I’ll never forget the first time I flew. It was at the Rhinebeck Air Show in Rhinebeck, NY and my age was not yet a double digit. The plane I rode in was a single prop WWI era model with an open cockpit. I don’t remember every detail of the ride, but I do remember being nervous, especially when the pilot would roll the plane to the side to afford my father and me a better view of the vast Hudson River valley landscape below, but more, I remember being mesmerized. Seeing the world from that height filled me with a sense of wonderment different from any I’d experienced on the ground. That experience of wonderment persists to this day even when I fly in planes much larger and higher than that tiny plane over Rhinebeck so many years ago.
One of the things that always prompts some reflection on my part when I fly is that the lines we draw on maps and globes to indicate borders aren’t there. Sure, one can observe what some refer to as natural borders- a river or mountain range- but most of the borders that we have drawn and redrawn over the course of human history, dividing up people and resources and often at great cost, are in fact our own creation.
Which points to another fact, borders may not only be crossed, they can be changed too. And not just land borders.
"…do nothing to these men, for they have come under the shelter of my roof." (Gen 19: 8). Such was the plea of Lot, resident of the city of Sodom.
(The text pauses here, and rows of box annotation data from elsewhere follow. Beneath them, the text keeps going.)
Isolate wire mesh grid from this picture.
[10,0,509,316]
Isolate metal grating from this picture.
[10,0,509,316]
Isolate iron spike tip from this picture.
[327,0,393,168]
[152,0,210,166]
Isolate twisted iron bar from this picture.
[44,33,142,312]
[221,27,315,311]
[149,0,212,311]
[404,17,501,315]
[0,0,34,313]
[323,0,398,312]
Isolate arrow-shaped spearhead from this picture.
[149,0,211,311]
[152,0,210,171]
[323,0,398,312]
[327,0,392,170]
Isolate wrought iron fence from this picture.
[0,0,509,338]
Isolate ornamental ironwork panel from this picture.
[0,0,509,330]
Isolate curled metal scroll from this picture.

Now, many of us have been told by various religious leaders that the story of Sodom and Gomorrah, found in Genesis, is about God’s condemnation of homosexuality. Indeed, from roughly the 12th century the story of Sodom and Gomorrah, along with a few other texts in the Bible have been used as texts of terror against homosexuals. If you are gay, lesbian, bisexual, transgender, queer or what we LGBTQ folk call a straight ally, chances are you have been slapped upside the head with this text, at least figuratively. I certainly have. Indeed, for too long selected texts in the Bible have been used as a tool of oppression, hatred, and violence against various peoples including people who are seen as different from, or a threat to, the dominant “norm.”
It’s not that the story of Sodom and Gomorrah is devoid of sexual content. In the story, some male residents of Sodom do express their desire to sexually assault two angels disguised as men who are guests of Lot. Yet, while many religious leaders and even some political officials have pointed to the story of Sodom and Gomorrah as evidence of God’s condemnation of homosexuality, the prophet Ezekiel seems to have a different take, “This was the guilt of your sister Sodom: she and her daughters had pride, excess of food, and prosperous ease, but did not aid the poor and needy.”(16:49).
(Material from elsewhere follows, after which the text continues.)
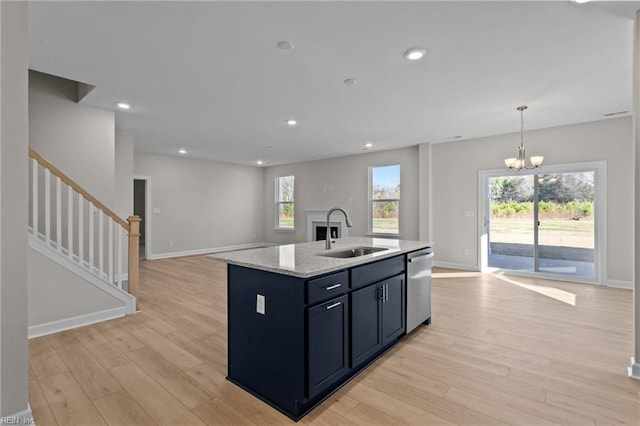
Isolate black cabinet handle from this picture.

Other Hebrew prophets…Isaiah, Jeremiah, and Zephaniah reference Sodom as well, listing sins ranging from injustice and oppression to partiality and encouraging evildoers. Then, there’s the book of Wisdom which states the sin of Sodom as “a bitter hatred of strangers.” (19:13). Jesus too makes reference to Sodom in Matthew’s Gospel, saying, “Whatever town or village you enter…If any one will not welcome you or listen to your words, shake off the dust from your feet as you leave that house or town. Truly I tell you, it will be more tolerable for the land of Sodom and Gomorrah on the Day of Judgment than for that town.” (10:5-15).
The story of Sodom and Gomorrah is a favorite among those seeking theological justification of their own bigotry against LGBTQ people and others. So how could all those prophets, including Jesus, miss it? Simply put, the story is not about homosexuality.
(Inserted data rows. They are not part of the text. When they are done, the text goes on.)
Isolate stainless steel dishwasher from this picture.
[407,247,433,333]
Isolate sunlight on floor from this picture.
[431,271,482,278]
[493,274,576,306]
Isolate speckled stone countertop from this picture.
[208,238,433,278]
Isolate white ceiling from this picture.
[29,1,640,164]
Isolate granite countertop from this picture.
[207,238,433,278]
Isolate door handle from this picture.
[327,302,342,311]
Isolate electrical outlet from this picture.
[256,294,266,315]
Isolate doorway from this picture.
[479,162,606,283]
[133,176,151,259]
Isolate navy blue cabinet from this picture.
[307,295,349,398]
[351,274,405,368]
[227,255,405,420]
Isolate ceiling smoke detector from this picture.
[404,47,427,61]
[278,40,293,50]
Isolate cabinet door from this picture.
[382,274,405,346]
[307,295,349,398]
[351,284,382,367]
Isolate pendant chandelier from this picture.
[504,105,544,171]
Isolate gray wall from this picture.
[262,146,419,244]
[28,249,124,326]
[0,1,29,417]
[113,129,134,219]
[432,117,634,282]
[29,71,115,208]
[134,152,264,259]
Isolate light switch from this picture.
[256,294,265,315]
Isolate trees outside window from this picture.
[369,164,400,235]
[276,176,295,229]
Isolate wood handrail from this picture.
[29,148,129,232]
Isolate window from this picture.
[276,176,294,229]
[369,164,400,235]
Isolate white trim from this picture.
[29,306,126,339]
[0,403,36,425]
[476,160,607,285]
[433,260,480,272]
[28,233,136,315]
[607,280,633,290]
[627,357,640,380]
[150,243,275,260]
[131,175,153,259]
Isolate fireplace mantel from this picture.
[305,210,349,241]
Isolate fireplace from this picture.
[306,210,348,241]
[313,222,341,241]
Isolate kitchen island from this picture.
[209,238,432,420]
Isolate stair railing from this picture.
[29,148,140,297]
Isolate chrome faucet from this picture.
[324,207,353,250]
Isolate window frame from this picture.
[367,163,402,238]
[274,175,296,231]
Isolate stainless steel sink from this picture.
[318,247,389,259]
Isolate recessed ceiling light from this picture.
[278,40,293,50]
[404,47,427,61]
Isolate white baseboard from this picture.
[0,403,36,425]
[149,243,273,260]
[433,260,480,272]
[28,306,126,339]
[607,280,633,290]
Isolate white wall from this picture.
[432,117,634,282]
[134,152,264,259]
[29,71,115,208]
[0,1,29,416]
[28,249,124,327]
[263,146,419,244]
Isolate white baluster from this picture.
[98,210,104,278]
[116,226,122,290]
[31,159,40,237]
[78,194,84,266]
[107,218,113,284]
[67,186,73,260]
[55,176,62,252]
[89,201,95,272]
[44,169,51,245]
Indeed, it is really a story about borders.
The story, odd as it may seem to us today, uses the threat of sexual assault, an act of humiliation and violence, to make a point about something as sorely lacking in the world today as it surely was in the city Sodom: hospitality. In the ancient world, hospitality… offering shelter, food, and protection to strangers and vulnerable travelers was not only a social norm, to many it was a moral obligation. Today hospitality, extended to anyone outside of one’s tribe or family, is often described as radical, especially in political discourse. Nonetheless, it is clear the sin of Sodom is a wider, societal inhospitality, not homosexuality. And destruction its price.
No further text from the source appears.